When I booted the server after replacing the drive, Windows still reports the bad disk as being a part of the storage pool, as shown in Figure 1. The new disk appears within the primordial pool. Therefore, the trick is to remove the bad disk from the storage pool and replace it with the new disk.
The normal method for performing this task is to go to the list of physical disks within the storage pool and then choose the Add Physical Disk command from the Tasks drop down list, as shown in Figure 2. At this point, Windows should display the new disk that exists with within the primordial pool.
Select the check box next to the disk, verify that Allocation is set to Automatic, as shown in Figure 3, and then click OK. Under normal circumstances, the bad disk's Usage should change to reflect a status of Retired. Soon, the retired disk should disappear from the storage pool. At least that's the way that things have worked for me in the past.

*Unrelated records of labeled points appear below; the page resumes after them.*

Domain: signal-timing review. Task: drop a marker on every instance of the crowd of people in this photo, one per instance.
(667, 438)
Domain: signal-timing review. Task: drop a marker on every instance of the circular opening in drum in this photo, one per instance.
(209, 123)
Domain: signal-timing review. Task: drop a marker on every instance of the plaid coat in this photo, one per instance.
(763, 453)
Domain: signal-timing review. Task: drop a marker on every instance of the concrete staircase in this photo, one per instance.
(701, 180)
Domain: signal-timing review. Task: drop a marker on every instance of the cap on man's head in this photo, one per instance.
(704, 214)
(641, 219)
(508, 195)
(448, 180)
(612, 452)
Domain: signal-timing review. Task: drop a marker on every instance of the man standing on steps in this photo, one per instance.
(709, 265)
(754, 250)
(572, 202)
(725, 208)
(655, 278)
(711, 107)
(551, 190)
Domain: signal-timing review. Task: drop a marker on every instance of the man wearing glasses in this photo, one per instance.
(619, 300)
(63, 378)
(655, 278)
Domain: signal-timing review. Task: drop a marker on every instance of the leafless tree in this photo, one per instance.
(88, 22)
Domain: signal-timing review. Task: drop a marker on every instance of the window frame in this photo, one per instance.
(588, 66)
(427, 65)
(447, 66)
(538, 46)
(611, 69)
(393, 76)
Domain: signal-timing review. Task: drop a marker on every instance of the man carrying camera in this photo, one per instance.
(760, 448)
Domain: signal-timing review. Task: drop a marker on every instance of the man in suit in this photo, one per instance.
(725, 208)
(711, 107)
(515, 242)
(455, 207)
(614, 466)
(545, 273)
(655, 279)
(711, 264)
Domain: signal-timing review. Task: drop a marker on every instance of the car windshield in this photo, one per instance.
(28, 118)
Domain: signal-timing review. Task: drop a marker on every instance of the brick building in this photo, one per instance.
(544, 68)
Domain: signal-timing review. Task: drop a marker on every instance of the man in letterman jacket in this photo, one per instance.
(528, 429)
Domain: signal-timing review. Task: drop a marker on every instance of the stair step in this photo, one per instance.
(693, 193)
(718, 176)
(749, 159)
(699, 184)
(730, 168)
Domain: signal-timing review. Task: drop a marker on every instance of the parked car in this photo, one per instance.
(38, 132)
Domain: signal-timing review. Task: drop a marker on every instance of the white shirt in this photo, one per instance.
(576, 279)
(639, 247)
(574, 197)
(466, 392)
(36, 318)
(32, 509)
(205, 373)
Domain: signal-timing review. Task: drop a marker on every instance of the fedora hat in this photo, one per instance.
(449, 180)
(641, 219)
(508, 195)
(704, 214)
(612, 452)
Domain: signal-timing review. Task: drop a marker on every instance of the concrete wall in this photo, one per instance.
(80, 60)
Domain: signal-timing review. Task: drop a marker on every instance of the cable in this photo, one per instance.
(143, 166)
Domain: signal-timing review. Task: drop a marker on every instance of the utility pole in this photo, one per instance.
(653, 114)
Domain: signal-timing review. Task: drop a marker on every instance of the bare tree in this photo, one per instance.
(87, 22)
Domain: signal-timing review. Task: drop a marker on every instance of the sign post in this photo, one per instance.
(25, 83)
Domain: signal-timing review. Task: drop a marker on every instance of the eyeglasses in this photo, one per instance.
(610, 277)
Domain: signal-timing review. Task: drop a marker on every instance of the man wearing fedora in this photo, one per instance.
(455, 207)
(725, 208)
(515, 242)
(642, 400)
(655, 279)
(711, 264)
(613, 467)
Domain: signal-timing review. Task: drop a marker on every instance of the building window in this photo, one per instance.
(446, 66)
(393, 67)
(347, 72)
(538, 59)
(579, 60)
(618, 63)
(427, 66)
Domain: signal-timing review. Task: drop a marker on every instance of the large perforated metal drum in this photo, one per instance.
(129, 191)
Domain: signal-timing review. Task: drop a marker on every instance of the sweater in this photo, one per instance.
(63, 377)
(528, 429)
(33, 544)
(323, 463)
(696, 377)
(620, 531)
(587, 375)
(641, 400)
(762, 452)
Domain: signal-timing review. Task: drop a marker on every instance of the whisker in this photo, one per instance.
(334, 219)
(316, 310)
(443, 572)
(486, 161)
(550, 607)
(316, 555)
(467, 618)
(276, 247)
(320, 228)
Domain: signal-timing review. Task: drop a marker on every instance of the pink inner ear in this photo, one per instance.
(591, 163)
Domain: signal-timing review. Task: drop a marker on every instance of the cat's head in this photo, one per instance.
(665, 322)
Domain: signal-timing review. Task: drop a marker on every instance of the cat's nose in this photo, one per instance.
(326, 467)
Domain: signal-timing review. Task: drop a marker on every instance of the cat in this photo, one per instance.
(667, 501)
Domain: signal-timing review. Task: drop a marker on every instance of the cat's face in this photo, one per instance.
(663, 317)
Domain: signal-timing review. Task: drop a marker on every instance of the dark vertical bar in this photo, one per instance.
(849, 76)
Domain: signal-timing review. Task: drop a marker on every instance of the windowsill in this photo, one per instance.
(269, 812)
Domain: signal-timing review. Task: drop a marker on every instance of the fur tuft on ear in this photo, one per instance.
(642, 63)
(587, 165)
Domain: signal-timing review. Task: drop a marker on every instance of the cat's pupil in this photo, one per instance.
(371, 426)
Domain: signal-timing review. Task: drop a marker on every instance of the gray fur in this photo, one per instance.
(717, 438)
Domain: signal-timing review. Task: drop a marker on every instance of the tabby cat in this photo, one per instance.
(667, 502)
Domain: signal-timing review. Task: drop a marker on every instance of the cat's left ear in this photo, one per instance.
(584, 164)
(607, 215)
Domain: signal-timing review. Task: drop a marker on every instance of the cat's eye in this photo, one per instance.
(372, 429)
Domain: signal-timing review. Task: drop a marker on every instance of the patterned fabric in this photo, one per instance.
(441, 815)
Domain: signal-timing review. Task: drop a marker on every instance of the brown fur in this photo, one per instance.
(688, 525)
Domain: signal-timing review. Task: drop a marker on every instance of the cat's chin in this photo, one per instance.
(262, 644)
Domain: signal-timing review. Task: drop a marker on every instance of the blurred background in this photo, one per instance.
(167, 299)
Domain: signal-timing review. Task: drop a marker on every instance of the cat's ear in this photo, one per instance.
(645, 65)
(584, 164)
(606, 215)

In this case, the new disk was successfully added to the storage pool. Since the old disk didn't reflect a change of status, I right clicked on the disk and chose the Remove Disk command from the shortcut menu, as shown in Figure 4. Upon doing so, I received the prompt shown in Figure 5, asking if I wanted to remove the disk. I clicked Yes and Windows displayed the message shown in Figure 6, indicating that the disk was being rebuilt and that I shouldn't make any changes. So in this case, Windows did what it was supposed to.
In this case, it would appear that everything worked out fine. But the message shown above was actually deceptive. Not only did I have to manually launch a repair of the virtual hard disk, but after the repair completed, the virtual hard disk was still in a warning state. Attempting to manually remove the failed hard disk produced the error message shown in Figure 7. Even though I was replacing a failed 3TB hard disk with another 3TB disk, Windows is essentially saying that there are no disks in the server that are large enough to take the place of the failed disk. Obviously this is some sort of bug since the old disk and the new disk are the same size.
The solution to this problem is to repair the disk through PowerShell. To do so, you must begin by retrieving the names of your physical and virtual disks. You can accomplish this by using the following cmdlets:
As you can see in Figure 8, the friendly name of my failed physical disk is PhysicalDisk-1. My virtual disk is named Prod2 Virtual Disk.
Now that I have this information, I can work through the rest of the process. Unfortunately, I can't do this for real because Windows is repairing my virtual disk at the moment, but here are the commands that I would use if I were performing the procedure from PowerShell:
Set-PhysicalDisk –FriendlyName 'PhysicalDisk-1' –Usage Retired
Repair-VirtualDisk –FriendlyName 'Prod2 Virtual Disk'
Remove-PhysicalDisk –FriendlyName 'PhysicalDisk-1'
You will notice that I used the friendly names that had been assigned to my disks. You would obviously substitute the names that I used with the friendly names that had been assigned to your disks.
The first line of code above sets the status of the failed disk to Retired. The second line of code repairs the virtual hard disk. This repair process produces the screen shown in Figure 9. This process can take a long time to complete, depending on the size of your virtual hard disk.
It is worth noting that there are those who have reported that the Remove-PhysicalDisk cmdlet failed after the virtual disk was repaired. Oddly enough, in these situations, the physical disk was usually able to be removed through the GUI.
As you can see, replacing a failed disk within a storage pool isn't always as easy of a process as it should be. However, Windows PowerShell can help you to get the job done, even when the GUI fails.